Let `DP[i][j]` be 1 if we can combine the rice balls from i to j into a single rice ball, and 0 otherwise.
Obviously, `DP[i][i] = 1` for all 1 ≤ i ≤ N.
Then `DP[i][j]` is 1 if there exists an index *k* that we can choose such that `sum(A[i..k]) = sum(A[k + 1..j])` and `DP[i][k] = 1` and `DP[k + 1][j] = 1`.
This means that we can combine if we can combine two sub rice balls with the same size, where both sub rice balls can be formed.
Second, we can combine the range i..j if there exists two indices *a* and *b* such that `sum(A[i..a]) = sum(A[b..j])` and `DP[i][a] = 1` and `DP[b][j] = 1` and `DP[a + 1][b - 1] = 1`.
To speed up the sums, we can use a prefix sum array.
Naively implemented, this is O(N^{4}).
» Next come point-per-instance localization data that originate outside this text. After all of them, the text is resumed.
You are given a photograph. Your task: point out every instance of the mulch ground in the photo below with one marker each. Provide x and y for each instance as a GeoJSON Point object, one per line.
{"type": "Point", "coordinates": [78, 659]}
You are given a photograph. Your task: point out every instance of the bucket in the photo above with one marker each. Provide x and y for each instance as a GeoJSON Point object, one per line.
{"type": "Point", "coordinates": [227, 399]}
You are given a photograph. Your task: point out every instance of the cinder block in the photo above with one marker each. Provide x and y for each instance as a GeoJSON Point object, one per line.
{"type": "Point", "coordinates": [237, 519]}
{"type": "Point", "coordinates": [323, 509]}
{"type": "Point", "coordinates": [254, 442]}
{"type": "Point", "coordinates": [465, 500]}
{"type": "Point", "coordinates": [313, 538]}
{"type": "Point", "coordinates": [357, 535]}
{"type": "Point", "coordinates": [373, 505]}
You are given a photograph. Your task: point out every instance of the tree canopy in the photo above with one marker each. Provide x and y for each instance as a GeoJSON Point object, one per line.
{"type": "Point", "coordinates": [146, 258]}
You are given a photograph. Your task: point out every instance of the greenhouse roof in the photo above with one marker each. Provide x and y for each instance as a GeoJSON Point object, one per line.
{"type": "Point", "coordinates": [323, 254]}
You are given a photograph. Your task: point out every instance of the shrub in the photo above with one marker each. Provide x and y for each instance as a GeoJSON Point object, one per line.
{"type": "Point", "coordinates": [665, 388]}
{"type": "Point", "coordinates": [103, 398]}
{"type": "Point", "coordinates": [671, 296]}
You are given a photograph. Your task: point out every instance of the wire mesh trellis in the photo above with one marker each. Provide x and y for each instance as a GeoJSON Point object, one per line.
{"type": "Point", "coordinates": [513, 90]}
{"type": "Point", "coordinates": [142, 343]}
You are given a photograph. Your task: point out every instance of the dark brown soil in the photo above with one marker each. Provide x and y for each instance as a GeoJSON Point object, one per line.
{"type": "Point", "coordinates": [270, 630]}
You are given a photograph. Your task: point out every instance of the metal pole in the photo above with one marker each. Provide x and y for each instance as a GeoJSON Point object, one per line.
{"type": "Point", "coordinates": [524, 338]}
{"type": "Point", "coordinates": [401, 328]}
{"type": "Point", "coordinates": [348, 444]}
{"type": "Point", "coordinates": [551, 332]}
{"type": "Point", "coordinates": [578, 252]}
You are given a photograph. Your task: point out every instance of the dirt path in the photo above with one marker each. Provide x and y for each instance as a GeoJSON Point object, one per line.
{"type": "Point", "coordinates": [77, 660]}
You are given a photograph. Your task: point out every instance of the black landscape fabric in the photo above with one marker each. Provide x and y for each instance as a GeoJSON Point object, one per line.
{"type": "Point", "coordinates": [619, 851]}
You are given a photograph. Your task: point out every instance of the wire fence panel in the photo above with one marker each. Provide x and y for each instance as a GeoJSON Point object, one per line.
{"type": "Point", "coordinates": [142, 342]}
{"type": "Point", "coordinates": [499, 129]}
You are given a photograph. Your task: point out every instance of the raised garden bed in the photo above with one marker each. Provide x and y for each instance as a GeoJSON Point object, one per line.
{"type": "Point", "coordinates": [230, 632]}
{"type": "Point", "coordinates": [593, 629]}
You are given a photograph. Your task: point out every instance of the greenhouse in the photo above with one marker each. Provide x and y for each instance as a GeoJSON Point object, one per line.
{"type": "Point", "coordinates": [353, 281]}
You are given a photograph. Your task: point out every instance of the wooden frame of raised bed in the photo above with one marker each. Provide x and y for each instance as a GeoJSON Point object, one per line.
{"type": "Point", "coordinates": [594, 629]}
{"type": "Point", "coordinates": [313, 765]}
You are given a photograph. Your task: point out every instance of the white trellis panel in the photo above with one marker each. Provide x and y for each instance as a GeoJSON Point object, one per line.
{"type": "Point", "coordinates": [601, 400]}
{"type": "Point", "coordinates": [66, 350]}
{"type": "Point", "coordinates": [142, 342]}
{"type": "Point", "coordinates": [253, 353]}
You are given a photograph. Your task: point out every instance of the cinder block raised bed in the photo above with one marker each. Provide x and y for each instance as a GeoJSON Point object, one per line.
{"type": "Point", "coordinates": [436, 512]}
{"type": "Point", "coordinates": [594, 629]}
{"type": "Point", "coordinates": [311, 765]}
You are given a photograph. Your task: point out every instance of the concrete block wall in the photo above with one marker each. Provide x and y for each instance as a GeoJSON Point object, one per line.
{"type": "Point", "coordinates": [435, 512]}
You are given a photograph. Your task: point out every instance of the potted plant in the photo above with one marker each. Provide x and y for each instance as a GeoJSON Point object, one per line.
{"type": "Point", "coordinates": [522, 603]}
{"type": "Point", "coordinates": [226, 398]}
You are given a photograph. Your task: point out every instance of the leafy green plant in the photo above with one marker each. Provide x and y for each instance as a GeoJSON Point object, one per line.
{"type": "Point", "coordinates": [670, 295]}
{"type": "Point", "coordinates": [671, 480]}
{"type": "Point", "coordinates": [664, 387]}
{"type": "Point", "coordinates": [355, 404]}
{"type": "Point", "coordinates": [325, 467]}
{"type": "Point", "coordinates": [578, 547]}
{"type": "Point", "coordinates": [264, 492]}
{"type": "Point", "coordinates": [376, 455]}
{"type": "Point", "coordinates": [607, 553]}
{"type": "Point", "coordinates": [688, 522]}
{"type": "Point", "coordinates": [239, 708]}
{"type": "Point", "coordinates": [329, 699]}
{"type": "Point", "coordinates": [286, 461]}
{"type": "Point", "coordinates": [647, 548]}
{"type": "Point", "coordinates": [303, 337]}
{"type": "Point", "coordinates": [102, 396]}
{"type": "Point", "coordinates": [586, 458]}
To improve this, note that we can use a two-pointer method to compute all valid pairs (a, b).
Note that if `sum(A[i..a]) > sum(A[b..j])`, we should decrement b. Furthermore, if `sum(A[i..a]) < sum(A[b..j])`, we should increment a. This reduces the complexity of finding all pairs (a, b) to O(N).
Time Complexity: O(N^{3}).